Come to us, Lord Jesus,
Be born in us this night, in our hearts, our minds, our lives.
May the light of your life be kindled in us,
And lead us to the shining truth,
of God with us, God for us, God in us. Amen.
8 thoughts on “Magical Monotonous Christmas”
Absolutely beautifully written….thank you for sharing your story. I hope you and family have a wonderful Christmas!
Thanks Janice Merry Christmas!
Thanks for the wonderful prose, and your thoughtful way of expressing it. — Uncle Rudy
It stirred up those longings for the magic of Christmases of my childhood. Simple times, Santa coming to our one room school, a sack with an apple and orange and ribbon candy, our family gathering to play games together. But how true that our longings are met by the wonder of God coming to earth as a helpless babe – for us!
I’ve enjoyed following your Blog.

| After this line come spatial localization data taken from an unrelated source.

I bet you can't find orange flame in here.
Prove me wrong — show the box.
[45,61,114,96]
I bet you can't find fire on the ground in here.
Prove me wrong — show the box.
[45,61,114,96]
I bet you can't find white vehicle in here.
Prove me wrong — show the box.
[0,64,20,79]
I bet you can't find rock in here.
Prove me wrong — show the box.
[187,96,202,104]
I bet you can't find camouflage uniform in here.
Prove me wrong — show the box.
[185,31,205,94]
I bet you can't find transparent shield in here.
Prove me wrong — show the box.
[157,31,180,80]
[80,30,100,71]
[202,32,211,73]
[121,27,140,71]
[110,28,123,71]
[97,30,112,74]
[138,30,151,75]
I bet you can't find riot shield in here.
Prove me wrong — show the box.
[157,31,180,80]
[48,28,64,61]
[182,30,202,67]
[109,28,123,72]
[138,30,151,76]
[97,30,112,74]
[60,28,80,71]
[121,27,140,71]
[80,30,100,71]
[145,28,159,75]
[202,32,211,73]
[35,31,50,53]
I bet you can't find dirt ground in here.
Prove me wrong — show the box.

Thanks for sharing the Celine Dion song. I had not heard and really like it. Merry Christmas!
Glad you enjoy it. Your house is beautiful. Thanks for having us over and hosting the neighborhood in your home. It was fun to see everyone.
First sin? Hurling rocks against the passing cars. Second sin? Chasing your youngest male cousin around the front yard of our grandparents’ house in Caney and whipping him with those long catalpa pods (that resembled giant green beans) until he yelped. Yep, there’s going to be some answerin’ to do someday, Cousin Brent, for all that orneriness during your youth. Great story . . . and great memories.
Yes I think the good Lord forgets and somehow I don’t, carrying around stuff like that but obviously you turned out just fine. Hope you and your family are happy and well and having a Merry Christmas.